I just finished watching Hulu's recent adaptation of the Joseph Heller novel, Catch-22. I have never read the book and am only familiar with the 1970 film adaptation. Now, from what I've gathered after checking out a few reviews online after finishing the mini-series, I think your enjoyment of this is going to be heavily dependent on what you're familiar with. Fans of the book seem pretty universally harsh on both the film and this 2019 mini-series. However, without that background, I'm only comparing this to the film, which I saw on several occasions in my youth. Despite the critics, I'll also note that on both Rotten Tomatoes and IMDB, this series still gets very high average scores all round.

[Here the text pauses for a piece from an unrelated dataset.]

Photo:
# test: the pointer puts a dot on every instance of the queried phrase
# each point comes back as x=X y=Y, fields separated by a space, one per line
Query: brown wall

I've always liked the film and found that this six part TV adaptation worked even better for me in terms of fleshing out the story. If you're not too familiar with it, this is NOT a story about WWII, even though that is the setting. What it's really about is the incompetence of bureaucracies and the sociopathy of capitalistic systems, using the war as an allegorical device to explore these themes. It's a straddling of satire and trauma illustrating how these systems create irreconcilable personal conflicts when social structures are engineered such that expectations are untenable, where the goalposts of success are constantly being pushed further away, just out of reach. It shows how power and authority often end up in the hands of those least capable of coping with them, engendering sadism and cruelty as tools to protect those in authority from being exposed for the frauds that they are. It's a story which, while originally published in 1961, deals with themes that are strikingly relevant to the present day.

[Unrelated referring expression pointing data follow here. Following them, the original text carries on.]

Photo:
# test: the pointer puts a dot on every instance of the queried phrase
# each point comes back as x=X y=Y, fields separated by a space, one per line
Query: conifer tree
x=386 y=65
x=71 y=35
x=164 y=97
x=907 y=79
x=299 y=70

The issues, if you have any, may come with the degree to which the series is faithful to the book. Critics who are fans of the book complain that its message has been diluted or "dumbed down" for mainstream entertainment. That may well be true, but from my own subjective standpoint and judging it solely on how engaging I found it, I'd say it's rather an excellent series.

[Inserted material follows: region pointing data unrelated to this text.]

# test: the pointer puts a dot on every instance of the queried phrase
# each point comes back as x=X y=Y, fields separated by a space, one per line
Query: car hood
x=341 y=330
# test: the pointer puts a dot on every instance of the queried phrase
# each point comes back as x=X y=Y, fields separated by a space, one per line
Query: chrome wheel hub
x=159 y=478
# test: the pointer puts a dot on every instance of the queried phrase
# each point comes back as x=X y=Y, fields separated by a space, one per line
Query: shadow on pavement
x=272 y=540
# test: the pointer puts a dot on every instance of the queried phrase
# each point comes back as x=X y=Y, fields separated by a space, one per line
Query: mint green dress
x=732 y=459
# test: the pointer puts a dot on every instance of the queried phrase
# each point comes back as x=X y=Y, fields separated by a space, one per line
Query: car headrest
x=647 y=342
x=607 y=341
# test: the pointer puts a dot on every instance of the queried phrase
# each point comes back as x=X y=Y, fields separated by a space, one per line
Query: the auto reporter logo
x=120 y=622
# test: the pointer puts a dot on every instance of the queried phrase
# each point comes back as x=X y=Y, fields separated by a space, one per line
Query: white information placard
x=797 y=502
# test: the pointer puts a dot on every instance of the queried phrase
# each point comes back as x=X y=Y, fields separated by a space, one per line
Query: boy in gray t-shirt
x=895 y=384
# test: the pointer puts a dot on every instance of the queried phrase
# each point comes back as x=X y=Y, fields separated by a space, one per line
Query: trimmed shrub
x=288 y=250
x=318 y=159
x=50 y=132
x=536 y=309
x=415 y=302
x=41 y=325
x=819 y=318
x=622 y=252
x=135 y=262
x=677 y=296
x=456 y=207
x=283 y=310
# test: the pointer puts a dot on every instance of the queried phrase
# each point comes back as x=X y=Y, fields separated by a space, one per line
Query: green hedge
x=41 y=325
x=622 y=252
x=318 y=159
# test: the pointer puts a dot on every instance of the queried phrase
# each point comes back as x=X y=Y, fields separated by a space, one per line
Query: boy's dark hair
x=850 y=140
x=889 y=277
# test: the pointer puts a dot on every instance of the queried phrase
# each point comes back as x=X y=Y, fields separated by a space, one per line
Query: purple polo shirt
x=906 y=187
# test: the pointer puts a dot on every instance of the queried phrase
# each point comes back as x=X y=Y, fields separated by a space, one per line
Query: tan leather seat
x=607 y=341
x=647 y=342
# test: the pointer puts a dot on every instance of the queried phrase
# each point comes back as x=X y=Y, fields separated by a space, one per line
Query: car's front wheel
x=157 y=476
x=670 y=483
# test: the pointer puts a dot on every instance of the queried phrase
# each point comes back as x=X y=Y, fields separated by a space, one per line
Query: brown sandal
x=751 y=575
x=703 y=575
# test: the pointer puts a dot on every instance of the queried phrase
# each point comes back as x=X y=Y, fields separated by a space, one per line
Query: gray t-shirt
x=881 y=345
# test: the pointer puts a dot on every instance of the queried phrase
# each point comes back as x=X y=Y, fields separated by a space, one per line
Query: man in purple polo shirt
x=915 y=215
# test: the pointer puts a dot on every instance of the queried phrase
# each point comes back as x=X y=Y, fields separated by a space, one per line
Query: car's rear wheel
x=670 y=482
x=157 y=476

To begin with, the overall production values are top notch. It looks authentic and period accurate. The cinematography looks great and the action scenes are rendered very believably while avoiding gratuitous flamboyance and gore. The cast all worked very well for me and delivered what I found to be poignant and appropriately humorous characterizations, because this is driven by satire, wicked at its best.
Now, I may very well one day read the book and then look back on these interpretations as faint and feeble, but on their own, judged on their own merits, they still have something valid to say. Having the time delve into it over the course of six 45 minute episodes gives it a lot of room to breath and I found myself very much engrossed in the story and moved by both its highs and lows.